La troisième partie de l’ouvrage présente un seul texte, « Voile, halal et burkini. Le tournant expressif identitaire du religieux dans le régime du marché ». Ce chapitre, le septième, est rédigé conjointement par François Gauthier et Diletta Guidi. Le passage du régime d’États-nations à un régime de marché explique l’émergence d’un « islam de marché » (d’après le titre d’un ouvrage de Patrick Haenni [2005]). L’esprit d’entreprise, le consumérisme et de nouveaux moyens de communication sont au nombre des facteurs qui propulsent de nouveaux « produits religieux » sur le marché, dont le voile, le halal et le burkini.

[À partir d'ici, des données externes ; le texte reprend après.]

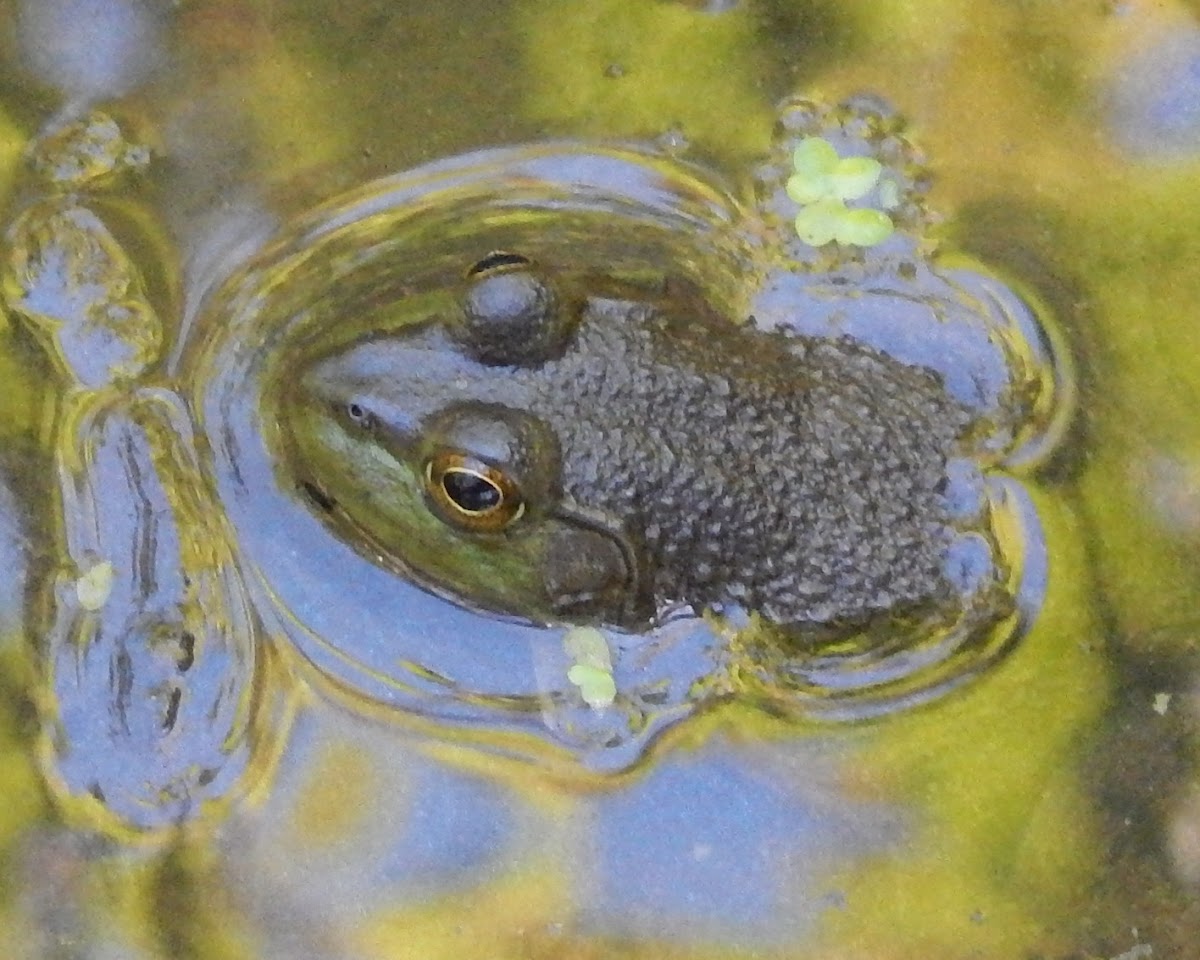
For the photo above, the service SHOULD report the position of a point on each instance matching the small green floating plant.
(822, 183)
(592, 666)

Gauthier et Guidi analysent chacune de ces nouvelles pratiques musulmanes qui soulignent les mutations que l’islam a connues au cours des dernières années ainsi que les nouvelles configurations adoptées par la régulation du religieux dans un régime de marché.

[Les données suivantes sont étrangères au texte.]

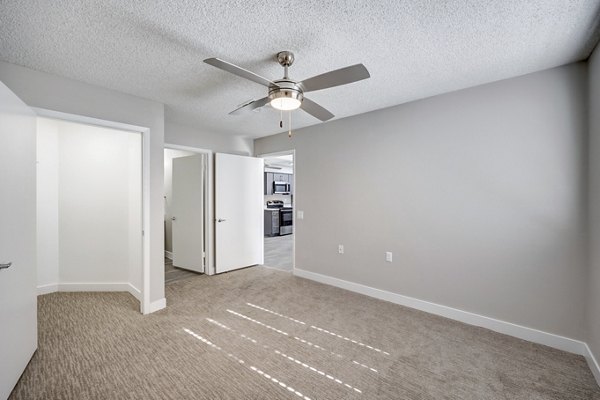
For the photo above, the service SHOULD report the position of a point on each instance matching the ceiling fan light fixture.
(285, 99)
(286, 103)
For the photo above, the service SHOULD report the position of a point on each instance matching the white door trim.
(145, 304)
(295, 191)
(209, 268)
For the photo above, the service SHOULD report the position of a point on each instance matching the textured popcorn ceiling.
(413, 49)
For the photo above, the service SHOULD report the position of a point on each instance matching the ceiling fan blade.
(252, 105)
(316, 110)
(239, 71)
(337, 77)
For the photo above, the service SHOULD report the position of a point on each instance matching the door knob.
(5, 266)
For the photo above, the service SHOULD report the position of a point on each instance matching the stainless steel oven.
(286, 221)
(281, 188)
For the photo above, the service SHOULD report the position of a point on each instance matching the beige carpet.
(264, 334)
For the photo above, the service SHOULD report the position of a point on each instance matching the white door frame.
(285, 153)
(145, 304)
(209, 226)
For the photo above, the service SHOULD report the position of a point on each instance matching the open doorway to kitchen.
(279, 205)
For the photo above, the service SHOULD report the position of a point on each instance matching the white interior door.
(238, 211)
(188, 212)
(18, 306)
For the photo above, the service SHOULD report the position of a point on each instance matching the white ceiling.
(412, 48)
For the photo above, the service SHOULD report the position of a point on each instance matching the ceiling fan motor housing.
(285, 89)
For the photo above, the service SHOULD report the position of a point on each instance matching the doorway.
(186, 212)
(279, 205)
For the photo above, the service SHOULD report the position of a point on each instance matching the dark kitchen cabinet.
(271, 222)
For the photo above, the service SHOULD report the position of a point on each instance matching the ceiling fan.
(287, 94)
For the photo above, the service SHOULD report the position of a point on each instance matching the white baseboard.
(156, 305)
(135, 292)
(507, 328)
(593, 363)
(48, 288)
(90, 287)
(94, 287)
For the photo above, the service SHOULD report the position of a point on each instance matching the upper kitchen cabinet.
(280, 177)
(271, 177)
(269, 183)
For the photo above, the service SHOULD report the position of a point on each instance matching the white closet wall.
(89, 197)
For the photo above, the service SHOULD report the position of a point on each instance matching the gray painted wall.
(593, 303)
(480, 195)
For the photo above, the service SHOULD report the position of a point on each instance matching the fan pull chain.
(281, 118)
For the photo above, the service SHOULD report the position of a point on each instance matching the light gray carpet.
(278, 252)
(213, 342)
(174, 274)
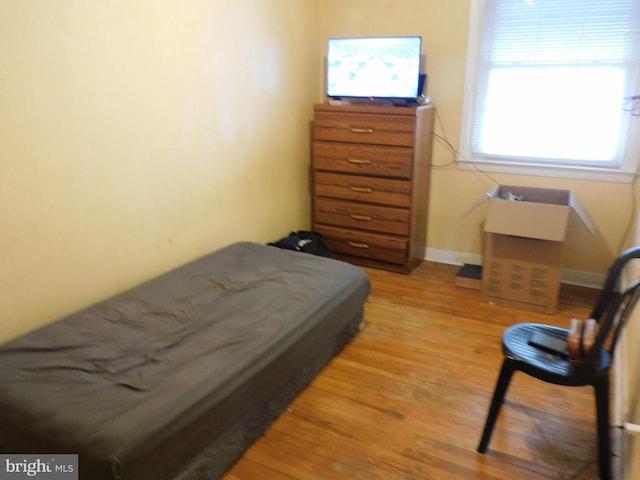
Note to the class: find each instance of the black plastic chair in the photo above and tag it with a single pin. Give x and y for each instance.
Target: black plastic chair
(611, 311)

La quatrième et dernière partie de l’ouvrage présente une synthèse, par Frank Peter, et une postface, par François Dermange. Dans sa synthèse, Peter évoque les trois questions posées en introduction avant de souligner « qu’une réponse adéquate à la question de savoir si les religions sont traitées de façon égalitaire doit s’ancrer dans une étude empirique de la construction et de la définition des catégories “religion” et “religieux” dans des contextes précis » (p. 173-174). Les processus de régulation politique exigent de définir les concepts “religieux” et “religion”, redéfinissant ainsi les frontières entre le religieux et le séculier (par exemple, dans le monde de l’éducation et dans les institutions pénitentiaires). Peter conclut sur une note à propos du jugement par les tribunaux de la liberté de religion et de la fonction du jugement dans l’expression des subjectivités des religions minoritaires. Dans sa postface, François Dermange indique que les textes de cet ouvrage, plutôt sociologiques, s’adressent à ces régulations comprises à même les transformations de l’État libéral telles que nous les observons aujourd’hui. Les questions religieuses se trouvent au centre des préoccupations démocratiques, passées et présentes : elles sont des questions fondamentales de justice, de droits et de libertés.

Soulignons doublement : d’une part, l’apport important de Barras, Dermange et Nicolet à la littérature scientifique socio-juridique actuelle ; d’autre part, l’excellente qualité des études regroupées dans cet ouvrage. Suivant cet intérêt à propos de l’interaction du religieux et de la sphère publique qui a cours depuis plusieurs années, nous pouvons dire que les interrogations que soulèvent les processus de négociation et de régulation du religieux dans les démocraties contemporaines ne sont point résolues une fois pour toutes. Car elles touchent à la mobilité internationale, à la globalisation des marchés économiques, à la reconnaissance identitaire et au vivre-ensemble dans un contexte de pluralisme religieux. Pas plus qu’elles ne sont vaines puisqu’elles demandent, mieux, elles exigent des acteurs sociaux de nouvelles façons de faire sens de leur expérience du religieux contemporain, qui se décline, comme nous pouvons le constater dans cet ouvrage, en complexité et en diversité.